The new version requires Mac OS X 10.9 (Mavericks) or later. Mavericks is a free upgrade and highly recommended. However, users restricted to older, 32-bit Macs can still download the old version of VidSync compatible with OS X 10.6 (Snow Leopard).

Major features:

  • The video playback controls have been revamped. Unsynchronized videos are controlled like any other video in Apple's Quicktime Player. When two or more videos are synchronized, a new control bar opens up with more intuitive and easy-to-read buttons for all the advanced playback contols from the old version and a few new ones.
  • You can now snap "portraits" of objects and view them later within VidSync, either individually or as a list of portraits of all the objects in the project. For example, I save portraits of the juvenile Chinook salmon I'm analyzing, and when a fish swims off-screen and comes back I check its parr markings against its portrait to make sure it's the same fish.
  • VidSync can now be used for 2-D measurements, using a single grid of points for calibration. These will naturally be less accurate than 3-D measurements from multiple cameras, but Vidsync lets you make them as good as they can get by tapping into the same distortion correction and linear transformation algorithms used for its 3-D measurements.
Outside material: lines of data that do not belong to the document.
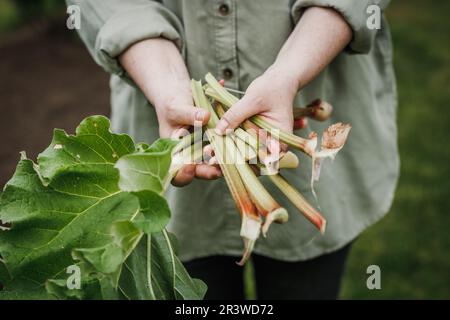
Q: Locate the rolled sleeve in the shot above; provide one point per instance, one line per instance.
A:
(354, 12)
(108, 28)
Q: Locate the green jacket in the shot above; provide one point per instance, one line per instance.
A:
(241, 39)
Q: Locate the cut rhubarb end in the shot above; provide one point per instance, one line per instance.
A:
(300, 202)
(333, 140)
(289, 160)
(250, 231)
(248, 249)
(279, 215)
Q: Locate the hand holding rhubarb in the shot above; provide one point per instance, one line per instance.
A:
(157, 67)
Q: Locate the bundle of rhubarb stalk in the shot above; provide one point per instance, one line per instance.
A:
(244, 153)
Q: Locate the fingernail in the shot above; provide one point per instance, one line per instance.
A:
(189, 170)
(200, 115)
(222, 125)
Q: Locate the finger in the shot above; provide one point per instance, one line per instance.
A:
(208, 153)
(300, 123)
(188, 115)
(184, 176)
(207, 172)
(255, 169)
(180, 132)
(213, 161)
(234, 116)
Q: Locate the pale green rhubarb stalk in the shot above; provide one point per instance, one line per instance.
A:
(300, 202)
(251, 221)
(271, 162)
(333, 138)
(227, 99)
(264, 202)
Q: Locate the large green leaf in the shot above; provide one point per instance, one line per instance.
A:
(160, 274)
(72, 208)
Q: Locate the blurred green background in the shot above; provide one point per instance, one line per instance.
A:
(412, 244)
Major behind-the-scenes changes:

  • VidSync now uses Objective-C automatic reference counting (ARC) for memory management, which greatly reduces the potential for program crashes. This huge change to the code is only visible to users as improved stability and performance.
  • VidSync now uses AVFoundation instead of QTKit to handle video playback, image capture, and exporting. (In other words, it has moved from using outdated Quicktime 7 to modern Quicktime X behind-the-scenes.) This fixes several bugs with exporting, and makes videos start/stop and play more smoothly. However, some old video files are no longer compatible with VidSync without a conversion. The rule remains that VidSync can play any file Quicktime Player can play on the same computer, but Quicktime became much more picky about video codecs in Mavericks. If your files don't work with VidSync anymore, you can convert them to a modern codec (.mov and .mp4 files using the H264 codec work well) using either Quicktime Player or a batch video converter such as Wondershare or Final Cut Compressor.

Minor features:

  • The visual markers for video overlays all have very subtle, non-offset drop shadows now. These make it much easier to see light-colored text and markers against light parts of a video. 
  • You can copy an annotation from one video onto all the others using the new "Mirror Selected Annotation" button.
  • Advanced step controls allow choice of units, stepping by frames, minutes, or seconds.
  • There are shortcut keys for play-while-pressed at the regular rate and both advanced playback rates.
  • The program uses the masterclip's native timescale for all timecodes recorded. It used to sometimes switch to strange intermediate numbers.
  • There are now more warnings/verifications to make it harder to accidentally mis-click and delete something you don't want to.
  • Video overlays and the master time display now update live while the play-while-pressed buttons are in use.
  • You can now optionally seed the automatic plumbline detection algorithm with the first two starting points it needs, which makes it easier to find good settings to read your grid.

There are hundreds of other small improvements and bug fixes.